Model Parameters Weight precision CLI loader path
Llama-3.2-1B-Instruct-Q8_0 1.24 B 8-bit (no on-the-fly re-conversion) quant.cpp default
Llama-3.2-3B-Instruct-Q8_0 3.21 B 8-bit → Q4 on-the-fly (default CLI path) quant.cpp default

We intentionally test the default quant.cpp loader path — which transparently re-quantizes Q8 weights to Q4 at load time — because that is the path pip install quantcpp users get. This matches prior internal findings that defaults matter more than dev-build flags.

3.3 KV cache configurations

Config CLI flags KV memory per token Compression
fp32 (baseline) -k fp32 ~12 KB/tok (3B), ~8 KB/tok (1B) 1.0×
turbo_q4_w128 -k turbo_kv_4b -v q4 --k-window 128 ~1.9 KB/tok (3B), ~1.3 KB/tok (1B) 6.4×

The --k-window 128 flag reserves a 128-token FP32 recency window; older tokens are progressively compressed via a Polar-3b + QJL-1b hybrid. See docs/custom_quant.md for details.

3.4 Grid

Five context lengths bracketing the expected cliff: 256, 512, 1024, 1536, 2048 tokens. Three depths: 0.1, 0.5, 0.9. Three needles per (context, depth) cell. Two KV configurations per trial. Total: 90 trials per model, 180 trials across the two models. All inference runs on Apple Silicon Metal (build_metal/quant).

4. Results

204 NIAH trials in total across two models, two KV configurations, and two weight-precision modes:

Round Trials Model Weight precision Coverage
R1 36 3B Q4 (default) ctx 512/1024, fp32+turbo_q4_w128 KV
R2 90 1B Q8 (no requant) ctx 256/512/1024/1536/2048, both KV
R3 72 3B Q4 (default) ctx 1280/1536/1792/2048, both KV
R4 6 3B FP32 (TQ_NO_Q4=1) ctx 1024/1280, fp32 KV — quantization confound control

4.1 Llama-3.2-1B-Instruct Q8_0 (no on-the-fly Q4 conversion)

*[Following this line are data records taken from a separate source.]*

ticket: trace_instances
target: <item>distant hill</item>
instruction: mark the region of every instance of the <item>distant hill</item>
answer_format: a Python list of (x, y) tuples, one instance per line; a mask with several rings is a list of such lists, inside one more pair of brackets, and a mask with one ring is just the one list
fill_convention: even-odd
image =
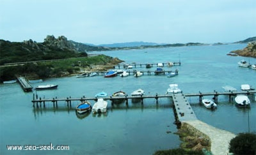
[(236, 50), (230, 53), (231, 53), (230, 55), (236, 55), (233, 54), (236, 54), (243, 57), (256, 57), (256, 41), (249, 43), (247, 46), (242, 50)]
[(252, 41), (256, 41), (256, 36), (248, 38), (246, 40), (234, 42), (234, 43), (248, 43)]
[(47, 36), (43, 43), (29, 40), (11, 42), (0, 40), (0, 65), (5, 63), (86, 57), (88, 51), (108, 50), (68, 40), (63, 36)]
[(143, 41), (132, 41), (127, 43), (117, 43), (111, 44), (102, 44), (99, 45), (99, 47), (140, 47), (140, 46), (156, 46), (161, 44)]

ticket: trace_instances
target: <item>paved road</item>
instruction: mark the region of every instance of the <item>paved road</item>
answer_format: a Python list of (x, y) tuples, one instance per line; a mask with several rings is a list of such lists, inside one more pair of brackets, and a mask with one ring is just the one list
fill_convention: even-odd
[(200, 120), (183, 121), (207, 135), (211, 142), (211, 152), (213, 154), (228, 154), (229, 142), (236, 135), (225, 130), (210, 126)]

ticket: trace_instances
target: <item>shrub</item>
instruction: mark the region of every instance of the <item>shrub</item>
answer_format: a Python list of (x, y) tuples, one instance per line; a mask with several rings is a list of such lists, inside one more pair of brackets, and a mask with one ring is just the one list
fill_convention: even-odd
[(239, 133), (230, 140), (229, 152), (234, 154), (256, 154), (256, 135)]

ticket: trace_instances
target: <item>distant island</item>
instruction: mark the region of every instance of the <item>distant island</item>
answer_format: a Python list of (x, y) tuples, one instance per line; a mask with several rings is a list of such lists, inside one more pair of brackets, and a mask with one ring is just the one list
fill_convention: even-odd
[(256, 37), (252, 37), (244, 40), (235, 42), (235, 43), (248, 43), (243, 49), (231, 51), (227, 55), (232, 56), (240, 55), (256, 58)]

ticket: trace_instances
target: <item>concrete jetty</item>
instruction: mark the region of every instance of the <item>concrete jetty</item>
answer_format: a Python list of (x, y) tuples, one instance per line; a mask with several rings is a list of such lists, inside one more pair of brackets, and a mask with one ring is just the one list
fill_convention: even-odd
[(211, 139), (211, 152), (213, 154), (228, 154), (229, 142), (236, 135), (210, 126), (198, 120), (184, 94), (173, 94), (173, 102), (179, 121), (187, 123)]
[(228, 154), (229, 142), (236, 135), (209, 125), (200, 120), (184, 121), (211, 139), (211, 152), (213, 154)]

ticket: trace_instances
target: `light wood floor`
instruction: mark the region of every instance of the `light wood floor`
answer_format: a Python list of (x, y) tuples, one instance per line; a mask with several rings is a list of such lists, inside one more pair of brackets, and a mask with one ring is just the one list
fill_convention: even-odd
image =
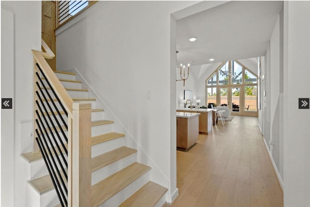
[(283, 207), (257, 123), (257, 117), (235, 116), (200, 135), (187, 152), (177, 151), (179, 195), (172, 206)]

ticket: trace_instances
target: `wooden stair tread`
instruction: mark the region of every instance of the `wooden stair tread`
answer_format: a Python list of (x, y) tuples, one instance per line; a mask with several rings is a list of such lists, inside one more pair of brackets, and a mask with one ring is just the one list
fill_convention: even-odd
[[(137, 150), (130, 148), (129, 147), (120, 147), (120, 148), (118, 149), (116, 149), (117, 150), (114, 150), (108, 152), (107, 153), (105, 153), (108, 158), (97, 158), (97, 157), (98, 156), (92, 158), (92, 172), (95, 171), (100, 168), (103, 167), (105, 166), (107, 166), (109, 164), (112, 163), (113, 161), (111, 161), (112, 159), (114, 160), (113, 161), (116, 161), (133, 153), (137, 152)], [(117, 155), (118, 153), (119, 153), (120, 154)], [(93, 165), (93, 163), (94, 163), (95, 164)], [(108, 163), (109, 163), (108, 164)], [(140, 165), (142, 165), (142, 164), (140, 164)], [(99, 167), (99, 166), (101, 167)], [(148, 166), (147, 167), (149, 167)], [(124, 170), (124, 169), (123, 169), (122, 170)], [(52, 182), (52, 180), (50, 179), (50, 177), (49, 175), (42, 176), (42, 177), (34, 179), (33, 180), (29, 180), (28, 181), (28, 183), (29, 183), (29, 184), (33, 187), (34, 190), (40, 194), (50, 191), (54, 188), (54, 186), (53, 185), (53, 182)]]
[[(68, 144), (65, 143), (64, 146), (65, 146), (66, 148), (68, 149)], [(60, 145), (59, 147), (60, 147), (60, 149), (62, 150), (62, 153), (64, 153), (64, 150), (63, 149), (62, 146)], [(51, 147), (50, 147), (49, 148), (50, 149), (50, 151), (52, 152), (53, 155), (55, 155), (55, 153), (54, 153), (54, 151), (52, 149)], [(59, 151), (57, 149), (57, 147), (55, 147), (55, 149), (56, 150), (57, 155), (59, 155)], [(25, 159), (26, 159), (26, 160), (28, 162), (33, 162), (33, 161), (38, 160), (39, 159), (41, 159), (43, 158), (42, 155), (40, 151), (35, 152), (28, 152), (27, 153), (22, 154), (20, 156)]]
[(32, 180), (29, 180), (28, 183), (40, 194), (51, 191), (54, 188), (49, 175), (46, 175)]
[[(92, 126), (92, 127), (95, 127), (95, 126), (96, 126), (104, 125), (106, 125), (106, 124), (112, 124), (112, 123), (114, 123), (114, 121), (106, 120), (93, 121), (92, 122), (92, 125), (91, 126)], [(64, 126), (64, 125), (62, 125), (61, 126), (61, 127), (62, 129), (62, 130), (63, 130), (63, 131), (67, 131), (67, 129), (66, 128), (66, 127)], [(58, 132), (61, 131), (61, 128), (59, 127), (56, 126), (56, 131), (58, 131)], [(55, 132), (55, 130), (54, 129), (53, 127), (51, 127), (51, 129), (52, 130), (52, 132)], [(46, 128), (46, 130), (47, 131), (47, 132), (48, 132), (49, 133), (50, 133), (48, 128)], [(43, 132), (45, 134), (45, 132), (44, 131), (43, 131)], [(41, 134), (41, 132), (39, 132), (39, 134)]]
[[(104, 109), (92, 109), (92, 112), (104, 111), (105, 111)], [(54, 114), (58, 115), (57, 111), (53, 111), (53, 112), (54, 112)], [(64, 114), (64, 111), (59, 111), (59, 112), (61, 114)], [(44, 114), (45, 116), (46, 115), (46, 113), (44, 112)], [(50, 111), (48, 112), (48, 114), (50, 115), (51, 115), (52, 112)]]
[(92, 145), (112, 140), (114, 139), (124, 137), (124, 134), (117, 132), (110, 132), (92, 137)]
[[(43, 87), (41, 87), (41, 88), (42, 89), (44, 89), (44, 88)], [(79, 89), (77, 88), (65, 88), (64, 89), (66, 91), (85, 91), (85, 92), (88, 91), (88, 89)], [(46, 89), (50, 89), (50, 88), (47, 87)]]
[(92, 186), (92, 206), (97, 207), (151, 169), (135, 162)]
[[(43, 80), (45, 80), (44, 78), (41, 78), (41, 79)], [(80, 80), (68, 80), (67, 79), (59, 79), (59, 80), (60, 80), (61, 81), (64, 81), (64, 82), (76, 82), (76, 83), (82, 83), (82, 81)]]
[(121, 204), (119, 207), (154, 206), (168, 190), (163, 186), (149, 181)]
[(77, 75), (77, 74), (76, 74), (75, 73), (70, 73), (70, 72), (69, 72), (54, 71), (54, 72), (55, 73), (62, 73), (62, 74), (72, 75), (73, 76), (76, 76)]
[[(68, 174), (68, 172), (66, 170)], [(56, 173), (57, 177), (59, 177), (57, 173)], [(66, 178), (63, 172), (60, 171), (61, 175), (63, 180), (66, 180)], [(31, 185), (33, 189), (40, 195), (54, 189), (55, 188), (53, 185), (53, 182), (49, 175), (46, 175), (33, 180), (28, 180), (28, 183)], [(62, 185), (61, 183), (61, 185)], [(65, 185), (67, 187), (67, 183), (65, 182)]]
[(137, 152), (137, 150), (126, 146), (122, 146), (92, 158), (92, 172)]
[[(117, 132), (110, 132), (96, 136), (92, 138), (92, 145), (124, 136), (125, 135), (124, 134)], [(65, 143), (65, 145), (66, 147), (67, 147), (67, 143)], [(61, 146), (61, 149), (62, 148), (62, 147)], [(24, 153), (21, 155), (21, 156), (28, 162), (31, 162), (42, 159), (42, 155), (40, 151)]]
[(106, 125), (108, 124), (112, 124), (114, 123), (114, 121), (110, 121), (110, 120), (98, 120), (98, 121), (93, 121), (92, 122), (92, 127), (94, 127), (96, 126), (99, 126), (99, 125)]

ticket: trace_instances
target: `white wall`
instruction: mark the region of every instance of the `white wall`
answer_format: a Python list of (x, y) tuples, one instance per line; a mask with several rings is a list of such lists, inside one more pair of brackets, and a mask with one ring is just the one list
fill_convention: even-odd
[[(27, 177), (25, 172), (25, 161), (20, 154), (26, 152), (24, 151), (25, 147), (29, 146), (26, 143), (32, 143), (32, 140), (30, 134), (21, 133), (20, 127), (32, 117), (33, 58), (31, 49), (41, 50), (41, 3), (40, 1), (1, 1), (1, 7), (14, 16), (15, 138), (14, 148), (9, 150), (14, 153), (15, 162), (14, 173), (11, 175), (14, 181), (10, 185), (14, 187), (14, 206), (24, 207), (27, 205), (27, 180), (30, 177)], [(5, 49), (1, 45), (1, 52)], [(1, 79), (6, 78), (9, 78), (1, 76)]]
[[(1, 10), (1, 97), (14, 96), (14, 18)], [(13, 106), (13, 103), (9, 103)], [(2, 104), (2, 103), (1, 103)], [(14, 109), (1, 109), (1, 205), (13, 206), (14, 200)]]
[[(171, 80), (176, 74), (175, 64), (170, 65), (176, 62), (170, 31), (175, 20), (170, 14), (196, 3), (99, 1), (78, 22), (57, 32), (58, 69), (78, 70), (123, 123), (128, 138), (155, 163), (152, 167), (168, 178), (170, 197), (177, 190), (176, 125), (170, 121), (176, 109), (176, 83)], [(158, 176), (152, 173), (151, 178)]]
[(310, 110), (298, 98), (310, 97), (310, 1), (284, 1), (284, 199), (287, 207), (310, 203)]
[[(283, 42), (280, 41), (280, 34), (283, 34), (283, 30), (280, 30), (280, 19), (282, 19), (282, 15), (279, 15), (273, 32), (270, 42), (270, 137), (273, 145), (269, 146), (269, 150), (272, 156), (272, 161), (274, 162), (276, 172), (283, 185), (283, 137), (280, 136), (280, 117), (283, 115), (282, 96), (280, 90), (280, 85), (283, 84), (283, 78), (280, 75), (282, 70), (283, 57), (280, 54), (283, 53)], [(282, 22), (281, 21), (281, 23)], [(282, 129), (283, 130), (283, 129)], [(269, 142), (266, 143), (269, 143)]]

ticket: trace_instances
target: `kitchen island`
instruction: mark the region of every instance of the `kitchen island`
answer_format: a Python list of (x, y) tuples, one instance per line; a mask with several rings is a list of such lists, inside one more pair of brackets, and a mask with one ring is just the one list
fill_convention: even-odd
[(187, 112), (200, 113), (199, 132), (203, 134), (209, 135), (212, 133), (212, 112), (213, 109), (190, 109), (183, 108), (177, 109), (177, 112)]
[(198, 141), (199, 113), (176, 112), (176, 147), (186, 151)]

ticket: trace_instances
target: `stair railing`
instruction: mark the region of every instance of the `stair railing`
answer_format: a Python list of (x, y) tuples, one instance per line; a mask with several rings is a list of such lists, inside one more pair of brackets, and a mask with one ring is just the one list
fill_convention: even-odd
[(91, 206), (91, 104), (73, 103), (45, 58), (34, 58), (33, 152), (40, 151), (62, 207)]

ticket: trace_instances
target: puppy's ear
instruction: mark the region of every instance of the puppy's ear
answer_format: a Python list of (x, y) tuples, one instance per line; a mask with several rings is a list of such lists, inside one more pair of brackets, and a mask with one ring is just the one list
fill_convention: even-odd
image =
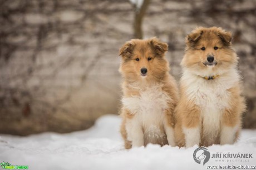
[(155, 53), (159, 55), (163, 55), (168, 51), (168, 44), (160, 42), (155, 37), (149, 39), (149, 43)]
[(195, 42), (199, 40), (201, 38), (201, 35), (204, 33), (203, 30), (199, 29), (196, 29), (194, 31), (190, 34), (188, 34), (186, 37), (187, 43), (188, 42)]
[(225, 31), (220, 28), (220, 30), (218, 33), (218, 36), (220, 38), (225, 45), (230, 45), (231, 39), (232, 39), (232, 34), (231, 32)]
[(134, 43), (132, 40), (126, 42), (119, 49), (119, 56), (129, 57), (132, 54), (134, 48)]

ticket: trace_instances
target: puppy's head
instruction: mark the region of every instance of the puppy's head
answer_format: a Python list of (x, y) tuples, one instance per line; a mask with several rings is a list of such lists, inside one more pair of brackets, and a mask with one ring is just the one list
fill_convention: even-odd
[(195, 29), (186, 38), (185, 55), (181, 65), (203, 73), (218, 72), (236, 66), (238, 58), (231, 39), (231, 33), (220, 27)]
[(156, 37), (141, 40), (132, 39), (120, 49), (122, 62), (119, 69), (127, 80), (161, 79), (169, 71), (165, 57), (168, 45)]

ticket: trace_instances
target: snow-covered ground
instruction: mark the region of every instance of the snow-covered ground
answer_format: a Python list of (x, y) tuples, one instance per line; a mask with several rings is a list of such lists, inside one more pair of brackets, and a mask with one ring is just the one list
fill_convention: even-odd
[(119, 133), (120, 122), (118, 116), (107, 115), (83, 131), (26, 137), (0, 135), (0, 162), (27, 165), (29, 169), (206, 169), (206, 166), (256, 165), (256, 129), (243, 130), (234, 145), (208, 148), (211, 157), (217, 153), (252, 153), (252, 158), (210, 158), (204, 166), (193, 159), (196, 146), (186, 149), (149, 144), (125, 149)]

Method ctx=256 ctx=512 ctx=1024 ctx=1536 ctx=2048
fp32 (baseline) 8/9 (89%) 9/9 (100%) 4/9 (44%) 0/9 (0%) 0/9 (0%)
turbo_q4_w128 (6.4×) 8/9 (89%) 9/9 (100%) 2/9 (22%) 0/9 (0%) 0/9 (0%)
Δ 0 pp 0 pp −22 pp 0 pp 0 pp

The 1B model has a graded cliff centred at ctx=1024: perfect retrieval at 512, degradation to ~44% at 1024, total collapse by 1536.

The −22 pp gap at ctx=1024 between FP32 and the compressed variant is not a real degradation: both points are statistically indistinguishable from random at n=9. The cliff cell is unstable enough that the binomial noise dominates the apparent compression effect.

4.2 Llama-3.2-3B-Instruct Q4 (default CLI weight conversion)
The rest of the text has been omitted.